Rallye Dakar: Hirn gewinnt!
Nach mehr als 9.000 zurückgelegten Kilometern, innerhalb der letzten zwei Wochen, stehen die Sieger der diesjährigen Rallye Dakar fest. Die Überraschung: Zum ersten Mal, in der Geschichte der härtesten Rallye der Welt, gewinnt mit Matthias Walkner ein Österreicher die Motorradwertung! Carlos Sainz holt sich den Titel der Auto-Kategorie.Was wir von der 40. Auflage der Rallye Dakar mitnehmen.

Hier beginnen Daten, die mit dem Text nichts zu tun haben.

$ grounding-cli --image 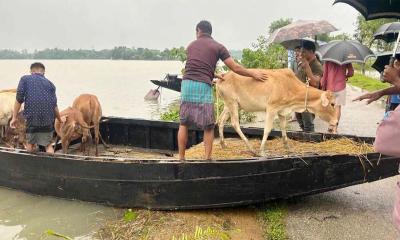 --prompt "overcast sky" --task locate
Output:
[0,0,357,50]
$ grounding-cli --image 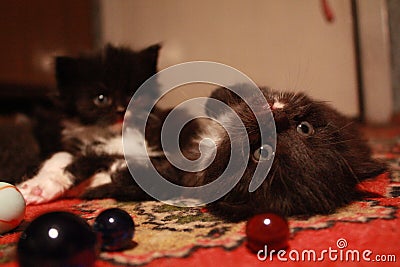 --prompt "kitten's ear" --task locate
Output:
[55,56,79,88]
[139,44,161,73]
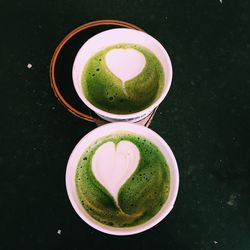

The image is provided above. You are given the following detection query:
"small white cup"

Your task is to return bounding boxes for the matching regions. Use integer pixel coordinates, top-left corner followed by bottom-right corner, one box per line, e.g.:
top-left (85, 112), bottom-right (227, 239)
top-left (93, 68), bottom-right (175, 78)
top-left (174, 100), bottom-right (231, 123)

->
top-left (66, 122), bottom-right (179, 235)
top-left (72, 28), bottom-right (172, 122)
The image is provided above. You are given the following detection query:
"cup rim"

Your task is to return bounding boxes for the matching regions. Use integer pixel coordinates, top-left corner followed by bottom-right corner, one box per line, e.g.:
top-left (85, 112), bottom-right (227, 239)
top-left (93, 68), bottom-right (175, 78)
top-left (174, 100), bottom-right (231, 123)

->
top-left (72, 28), bottom-right (173, 121)
top-left (65, 122), bottom-right (179, 235)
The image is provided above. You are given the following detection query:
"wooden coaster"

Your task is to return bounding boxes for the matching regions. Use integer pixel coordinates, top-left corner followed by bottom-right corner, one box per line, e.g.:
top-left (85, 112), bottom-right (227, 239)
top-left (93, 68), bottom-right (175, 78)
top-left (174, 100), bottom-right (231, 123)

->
top-left (50, 20), bottom-right (156, 127)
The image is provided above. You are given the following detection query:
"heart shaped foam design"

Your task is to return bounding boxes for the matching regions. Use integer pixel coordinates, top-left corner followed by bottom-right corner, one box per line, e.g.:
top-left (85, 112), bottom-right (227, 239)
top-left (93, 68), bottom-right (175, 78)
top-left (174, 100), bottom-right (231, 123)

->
top-left (92, 141), bottom-right (140, 204)
top-left (105, 49), bottom-right (146, 83)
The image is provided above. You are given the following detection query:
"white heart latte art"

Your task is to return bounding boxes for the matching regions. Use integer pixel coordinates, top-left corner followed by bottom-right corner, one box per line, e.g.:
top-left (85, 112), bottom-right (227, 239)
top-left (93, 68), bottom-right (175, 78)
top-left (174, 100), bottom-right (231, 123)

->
top-left (92, 141), bottom-right (140, 204)
top-left (105, 49), bottom-right (146, 94)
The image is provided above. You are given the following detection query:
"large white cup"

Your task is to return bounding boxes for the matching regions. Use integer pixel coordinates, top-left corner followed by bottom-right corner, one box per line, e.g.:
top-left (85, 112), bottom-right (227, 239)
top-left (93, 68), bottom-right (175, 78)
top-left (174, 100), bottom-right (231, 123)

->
top-left (66, 122), bottom-right (179, 235)
top-left (72, 28), bottom-right (172, 122)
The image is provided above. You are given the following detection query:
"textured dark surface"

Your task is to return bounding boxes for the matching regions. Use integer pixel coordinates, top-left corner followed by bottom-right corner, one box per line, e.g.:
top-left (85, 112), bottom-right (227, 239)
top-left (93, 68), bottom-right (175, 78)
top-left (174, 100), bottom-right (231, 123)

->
top-left (0, 0), bottom-right (250, 250)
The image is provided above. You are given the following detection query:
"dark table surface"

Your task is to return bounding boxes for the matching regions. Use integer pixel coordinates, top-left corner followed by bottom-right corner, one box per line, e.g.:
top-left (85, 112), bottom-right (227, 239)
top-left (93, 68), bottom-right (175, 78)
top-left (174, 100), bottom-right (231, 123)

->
top-left (0, 0), bottom-right (250, 250)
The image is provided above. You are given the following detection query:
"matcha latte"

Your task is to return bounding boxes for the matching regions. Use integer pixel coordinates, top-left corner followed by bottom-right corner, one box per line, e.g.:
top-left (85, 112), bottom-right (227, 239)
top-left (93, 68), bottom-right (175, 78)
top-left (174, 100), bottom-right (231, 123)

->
top-left (75, 132), bottom-right (170, 228)
top-left (81, 43), bottom-right (165, 114)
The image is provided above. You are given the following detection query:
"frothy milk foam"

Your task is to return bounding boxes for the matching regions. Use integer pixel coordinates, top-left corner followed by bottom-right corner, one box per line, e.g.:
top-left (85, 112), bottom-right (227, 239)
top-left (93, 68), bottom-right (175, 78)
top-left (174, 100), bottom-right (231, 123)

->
top-left (105, 49), bottom-right (146, 94)
top-left (92, 141), bottom-right (140, 203)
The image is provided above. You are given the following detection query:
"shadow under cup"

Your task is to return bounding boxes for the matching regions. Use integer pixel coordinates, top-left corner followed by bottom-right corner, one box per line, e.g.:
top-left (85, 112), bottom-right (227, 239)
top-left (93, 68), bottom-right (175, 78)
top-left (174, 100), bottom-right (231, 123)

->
top-left (72, 28), bottom-right (172, 122)
top-left (66, 122), bottom-right (179, 235)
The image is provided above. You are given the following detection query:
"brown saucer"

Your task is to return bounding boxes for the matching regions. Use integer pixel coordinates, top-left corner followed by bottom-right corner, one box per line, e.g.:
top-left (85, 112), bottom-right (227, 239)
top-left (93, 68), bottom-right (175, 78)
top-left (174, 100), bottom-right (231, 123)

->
top-left (50, 20), bottom-right (156, 126)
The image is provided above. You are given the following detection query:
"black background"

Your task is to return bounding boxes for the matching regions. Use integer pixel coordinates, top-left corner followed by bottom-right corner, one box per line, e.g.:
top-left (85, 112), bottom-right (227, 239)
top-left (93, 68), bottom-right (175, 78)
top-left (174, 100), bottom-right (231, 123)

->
top-left (0, 0), bottom-right (250, 250)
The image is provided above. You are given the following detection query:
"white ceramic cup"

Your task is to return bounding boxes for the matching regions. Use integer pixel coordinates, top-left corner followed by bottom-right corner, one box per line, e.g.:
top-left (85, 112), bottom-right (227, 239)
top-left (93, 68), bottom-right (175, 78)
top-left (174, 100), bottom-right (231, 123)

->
top-left (72, 28), bottom-right (172, 122)
top-left (66, 122), bottom-right (179, 235)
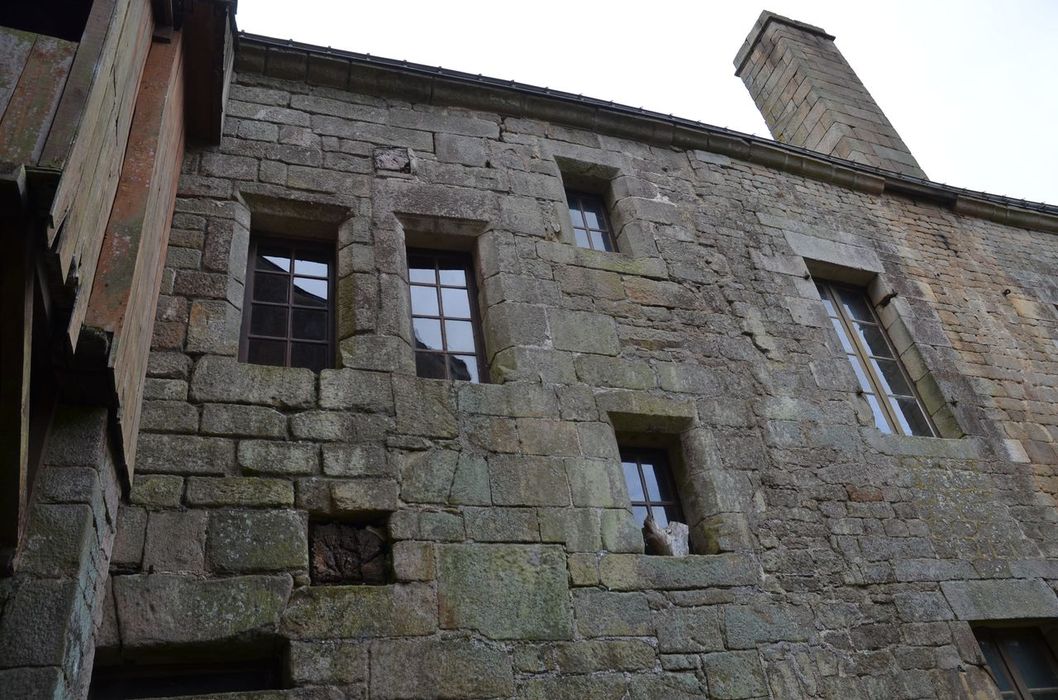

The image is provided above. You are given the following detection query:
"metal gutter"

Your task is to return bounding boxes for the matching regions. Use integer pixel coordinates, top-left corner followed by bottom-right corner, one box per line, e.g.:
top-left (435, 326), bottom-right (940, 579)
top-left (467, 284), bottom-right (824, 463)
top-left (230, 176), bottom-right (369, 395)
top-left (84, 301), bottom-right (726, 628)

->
top-left (236, 32), bottom-right (1058, 233)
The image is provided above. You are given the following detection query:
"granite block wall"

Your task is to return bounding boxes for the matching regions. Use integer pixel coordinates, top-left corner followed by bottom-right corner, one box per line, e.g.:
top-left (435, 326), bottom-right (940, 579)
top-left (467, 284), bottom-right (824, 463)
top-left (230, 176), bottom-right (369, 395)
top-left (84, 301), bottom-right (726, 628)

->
top-left (97, 50), bottom-right (1058, 699)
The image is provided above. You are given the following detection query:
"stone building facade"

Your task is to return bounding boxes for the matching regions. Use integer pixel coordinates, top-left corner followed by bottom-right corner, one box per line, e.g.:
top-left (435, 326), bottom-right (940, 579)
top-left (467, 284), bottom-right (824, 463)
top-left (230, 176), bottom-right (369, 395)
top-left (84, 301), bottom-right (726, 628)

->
top-left (0, 6), bottom-right (1058, 700)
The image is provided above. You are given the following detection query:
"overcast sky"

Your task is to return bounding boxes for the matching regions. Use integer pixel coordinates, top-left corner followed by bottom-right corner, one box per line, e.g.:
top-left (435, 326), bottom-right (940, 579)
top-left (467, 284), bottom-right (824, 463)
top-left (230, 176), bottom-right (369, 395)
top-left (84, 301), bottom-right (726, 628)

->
top-left (237, 0), bottom-right (1058, 204)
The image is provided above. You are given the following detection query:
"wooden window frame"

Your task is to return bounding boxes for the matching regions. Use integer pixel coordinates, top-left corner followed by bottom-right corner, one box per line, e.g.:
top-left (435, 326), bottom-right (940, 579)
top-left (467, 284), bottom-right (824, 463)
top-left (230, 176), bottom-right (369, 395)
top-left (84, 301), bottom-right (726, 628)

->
top-left (619, 447), bottom-right (687, 524)
top-left (566, 187), bottom-right (618, 253)
top-left (406, 247), bottom-right (489, 384)
top-left (813, 277), bottom-right (941, 438)
top-left (973, 627), bottom-right (1058, 700)
top-left (239, 235), bottom-right (338, 369)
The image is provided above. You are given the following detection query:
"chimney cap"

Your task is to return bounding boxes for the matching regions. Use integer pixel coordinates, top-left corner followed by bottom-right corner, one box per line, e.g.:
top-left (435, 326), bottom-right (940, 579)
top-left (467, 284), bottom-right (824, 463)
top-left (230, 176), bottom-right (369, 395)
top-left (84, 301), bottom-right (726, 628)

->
top-left (734, 10), bottom-right (835, 76)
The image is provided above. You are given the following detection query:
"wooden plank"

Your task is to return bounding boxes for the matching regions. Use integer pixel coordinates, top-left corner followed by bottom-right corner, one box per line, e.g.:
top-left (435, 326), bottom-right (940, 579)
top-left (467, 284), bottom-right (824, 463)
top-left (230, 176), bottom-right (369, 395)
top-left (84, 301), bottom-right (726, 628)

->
top-left (0, 219), bottom-right (33, 566)
top-left (60, 0), bottom-right (154, 349)
top-left (39, 0), bottom-right (116, 169)
top-left (0, 26), bottom-right (37, 122)
top-left (0, 35), bottom-right (77, 164)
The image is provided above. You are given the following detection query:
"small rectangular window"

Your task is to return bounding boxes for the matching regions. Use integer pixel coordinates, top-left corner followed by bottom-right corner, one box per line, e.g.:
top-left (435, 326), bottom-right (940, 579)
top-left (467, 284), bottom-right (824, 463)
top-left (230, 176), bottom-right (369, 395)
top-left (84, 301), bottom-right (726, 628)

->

Dass Matthias Walkner mit seiner KTM die Motorradwertung der Rallye Dakar 2018 gewonnen hat, ist super. Noch superer ist aber die Art, wie er sie gewonnen hat. Nicht durch schnödes Vollgas nämlich, sondern durch bessere Navigation und Vertrauen in die eigenen Fähigkeiten. Die ersten neun Etappen war er unauffällig in der Spitzengruppe mitgefahren, hatte beobachtet, wie sich Gegner, die auch nur ein kleines bisschen zu viel Gas gegeben hatten, aus dem Rennen katapultierten und sich seinen Teil gedacht. Den dachte sich auch Hiasis Mentor Heinz Kinigadner: „Mir scheint, der Hiasi kann nit schneller.“
Doch der hatte einen Plan:
„Ich wollte mich voll auf die Navigation konzentrieren.“
Schon die letzte Vorbereitungsrallye in Marokko hatte er so gewonnen. Am zehnten Tag kam endlich seine Chance: Die Strecke zwischen Salta und Belén kann man sich als ein Labyrinth ausgetrockneter Bachbetten vorstellen. Schwierig zu fahren, aber noch schwieriger zu navigieren.
Walkner gewinnt mit Hirn
Bei der Dakar geht es nicht nur darum, von A nach B zu gelangen, man muss unterwegs auch Wegpunkte innerhalb eines Mindestabstandes von wenigen hundert Metern passieren. Verpasst du einen, gibt es Strafzeit – oder du wirst überhaupt disqualifiziert. Während die schnelle Bande davonturnte, nahm Walkner Gas raus, navigierte gründlich, fuhr so als einziger rechts aus dem Bett raus, erwischte den Canyon mit dem Wegpunkt und war auf und davon. Bis die Konkurrenz den Fehler bemerkt, eingestanden, umgekehrt und den Wegpunkt gefunden hatte, war Walkner uneinholbar – bis zum Ende der Veranstaltung. Mit einer einzigen klugen Aktion hat er 50 Minuten gewonnen. So schnell kannst du gar nicht fahren, dass sich das durch reines Angasen irgendwie ausginge.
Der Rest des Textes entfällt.